It’s a story that should take your breath away: the destabilization of what, in the George W Bush years, used to be called “the arc of instability”. It involves at least 97 countries, across the bulk of the global south, much of it coinciding with the oil heartlands of the planet. A startling number of these nations are now in turmoil, and in every single one of them – from Afghanistan and Algeria to Yemen and Zambia – Washington is militarily involved, overtly or covertly, in outright war or what passes for peace.
Garrisoning the planet is just part of it. The Pentagon and US intelligence services are also running covert special forces and spy operations, launching drone attacks, building bases and secret prisons, training, arming, and funding local security forces, and engaging in a host of other militarized activities right up to full-scale war. But while you consider this, keep one fact in mind: the odds are that there is no longer a single nation in the arc of instability in which the United States is in no way militarily involved.
Covenant of the arc
“Freedom is on the march in the broader Middle East,” the president said in his speech. “The hope of liberty now reaches from Kabul to Baghdad to Beirut and beyond.

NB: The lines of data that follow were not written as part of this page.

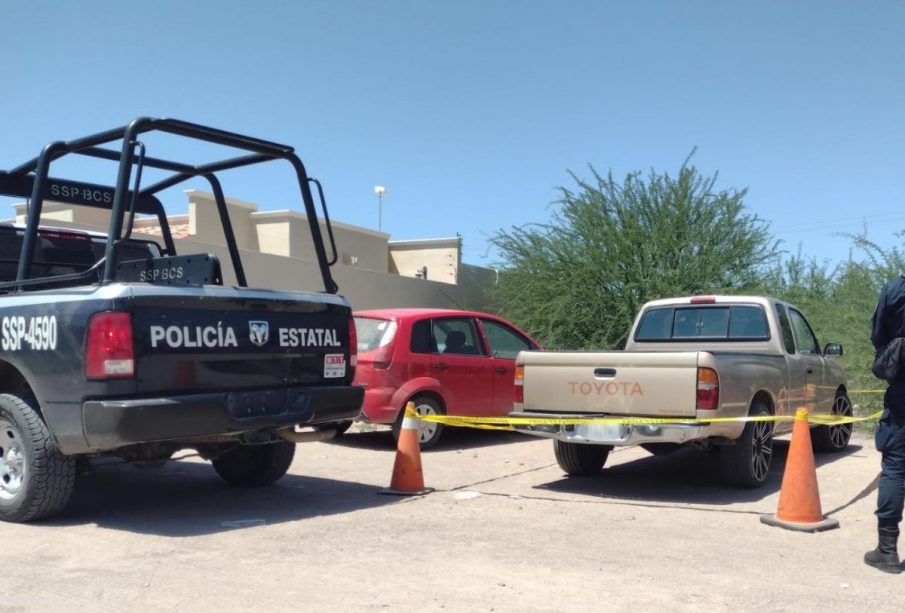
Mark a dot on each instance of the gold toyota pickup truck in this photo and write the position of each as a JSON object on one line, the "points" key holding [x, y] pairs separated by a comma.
{"points": [[701, 357]]}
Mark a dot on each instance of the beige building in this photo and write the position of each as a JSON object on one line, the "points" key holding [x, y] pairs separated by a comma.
{"points": [[277, 252]]}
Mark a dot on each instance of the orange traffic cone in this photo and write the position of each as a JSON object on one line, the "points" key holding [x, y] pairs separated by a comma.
{"points": [[408, 479], [799, 498]]}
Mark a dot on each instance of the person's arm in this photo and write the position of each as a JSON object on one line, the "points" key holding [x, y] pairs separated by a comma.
{"points": [[878, 330]]}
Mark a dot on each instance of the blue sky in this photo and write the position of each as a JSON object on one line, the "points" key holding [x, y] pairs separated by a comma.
{"points": [[472, 113]]}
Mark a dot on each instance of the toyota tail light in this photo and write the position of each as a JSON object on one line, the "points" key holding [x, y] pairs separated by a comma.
{"points": [[708, 396]]}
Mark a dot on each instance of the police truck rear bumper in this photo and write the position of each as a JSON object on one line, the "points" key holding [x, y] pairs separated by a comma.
{"points": [[113, 423]]}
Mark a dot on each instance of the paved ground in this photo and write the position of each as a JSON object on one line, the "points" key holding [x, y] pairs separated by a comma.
{"points": [[504, 530]]}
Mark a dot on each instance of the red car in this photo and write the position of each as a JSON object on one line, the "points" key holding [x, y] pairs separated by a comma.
{"points": [[445, 361]]}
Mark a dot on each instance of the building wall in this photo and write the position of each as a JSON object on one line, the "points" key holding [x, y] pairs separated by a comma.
{"points": [[434, 259], [277, 253], [365, 289]]}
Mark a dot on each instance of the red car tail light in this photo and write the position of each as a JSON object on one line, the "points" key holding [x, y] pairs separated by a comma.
{"points": [[109, 353], [708, 390], [520, 384]]}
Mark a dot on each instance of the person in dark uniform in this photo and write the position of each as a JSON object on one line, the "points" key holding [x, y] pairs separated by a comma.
{"points": [[888, 323]]}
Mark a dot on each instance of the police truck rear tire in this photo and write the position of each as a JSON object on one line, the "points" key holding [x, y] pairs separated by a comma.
{"points": [[36, 480], [255, 465], [578, 459]]}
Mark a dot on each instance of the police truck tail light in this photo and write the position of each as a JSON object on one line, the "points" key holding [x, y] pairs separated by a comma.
{"points": [[520, 384], [353, 348], [353, 344], [708, 390], [108, 350]]}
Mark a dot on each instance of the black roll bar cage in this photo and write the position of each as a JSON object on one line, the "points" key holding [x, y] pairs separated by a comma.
{"points": [[32, 180]]}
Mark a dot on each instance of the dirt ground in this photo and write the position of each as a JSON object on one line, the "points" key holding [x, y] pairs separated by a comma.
{"points": [[503, 530]]}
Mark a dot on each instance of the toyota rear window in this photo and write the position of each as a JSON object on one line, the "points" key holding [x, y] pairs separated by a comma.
{"points": [[703, 322]]}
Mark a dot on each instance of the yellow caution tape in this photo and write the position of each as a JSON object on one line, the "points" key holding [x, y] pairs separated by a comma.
{"points": [[506, 423]]}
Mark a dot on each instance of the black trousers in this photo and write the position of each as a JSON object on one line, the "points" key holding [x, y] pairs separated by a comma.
{"points": [[890, 441]]}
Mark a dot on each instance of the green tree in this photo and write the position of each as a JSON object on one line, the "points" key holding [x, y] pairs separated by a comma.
{"points": [[578, 280]]}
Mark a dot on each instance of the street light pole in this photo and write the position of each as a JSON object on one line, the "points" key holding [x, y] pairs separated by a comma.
{"points": [[381, 191]]}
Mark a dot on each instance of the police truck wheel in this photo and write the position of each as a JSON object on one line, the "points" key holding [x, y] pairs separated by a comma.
{"points": [[832, 439], [255, 465], [747, 462], [36, 480], [578, 459]]}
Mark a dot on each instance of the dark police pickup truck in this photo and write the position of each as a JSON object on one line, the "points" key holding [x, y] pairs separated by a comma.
{"points": [[111, 345]]}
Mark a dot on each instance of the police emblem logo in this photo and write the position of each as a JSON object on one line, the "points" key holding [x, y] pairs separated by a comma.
{"points": [[258, 332]]}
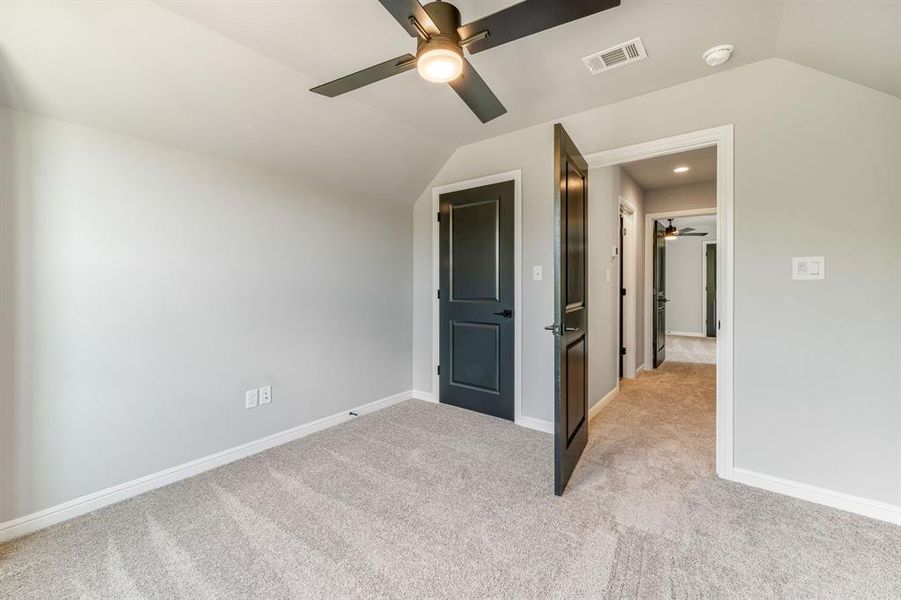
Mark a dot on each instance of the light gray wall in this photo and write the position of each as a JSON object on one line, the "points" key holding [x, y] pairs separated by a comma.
{"points": [[817, 394], [154, 286], [681, 197], [603, 302], [684, 279], [635, 195]]}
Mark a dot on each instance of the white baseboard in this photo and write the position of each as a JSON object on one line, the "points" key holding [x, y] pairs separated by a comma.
{"points": [[600, 404], [855, 504], [427, 396], [537, 424], [91, 502]]}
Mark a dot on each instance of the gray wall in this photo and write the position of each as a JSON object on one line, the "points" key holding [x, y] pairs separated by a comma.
{"points": [[684, 278], [635, 195], [152, 287], [817, 394], [603, 302], [681, 197]]}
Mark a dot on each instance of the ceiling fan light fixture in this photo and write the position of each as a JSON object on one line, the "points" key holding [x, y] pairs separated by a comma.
{"points": [[440, 63]]}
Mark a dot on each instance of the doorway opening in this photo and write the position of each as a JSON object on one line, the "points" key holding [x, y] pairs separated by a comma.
{"points": [[682, 281]]}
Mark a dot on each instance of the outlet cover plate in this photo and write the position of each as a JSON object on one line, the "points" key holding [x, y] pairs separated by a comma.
{"points": [[265, 394]]}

Slowly but surely, we’re helping to transform the broader Middle East from an arc of instability into an arc of freedom.”
An arc of freedom. You could be forgiven if you thought that this was an excerpt from President Barack Obama’s Arab Spring speech, where he said, “[I]t will be the policy of the United States to… support transitions to democracy.” Those were, however, the words of his predecessor George W Bush. The giveaway is that phrase “arc of instability”, a core rhetorical concept of the former president’s global vision and that of his neo-conservative supporters.
The dream of the Bush years was to militarily
dominate that arc, which largely coincided with the area from North Africa to the Chinese border, also known as the Greater Middle East, but sometimes was said to stretch from Latin America to Southeast Asia. While the phrase has been dropped in the Obama years, when it comes to projecting military power President Barack Obama is in the process of trumping his predecessor.
In addition to waging more wars in “arc” nations, Obama has overseen the deployment of greater numbers of special operations forces to the region, has transferred or brokered the sale of substantial quantities of weapons there, while continuing to build and expand military bases at a torrid rate, as well as training and supplying large numbers of indigenous forces.
Pentagon documents and open source information indicate that there is not a single country in that arc in which US military and intelligence agencies are not now active. This raises questions about just how crucial the American role has been in the region’s increasing volatility and destabilization.
Flooding the arc
Given the centrality of the arc of instability to Bush administration thinking, it was hardly surprising that it launched wars in Afghanistan and Iraq, and carried out limited strikes in three other arc states – Yemen, Pakistan, and Somalia. Nor should anyone have been shocked that it also deployed elite military forces and special operators from the Central Intelligence Agency (CIA) elsewhere within the arc.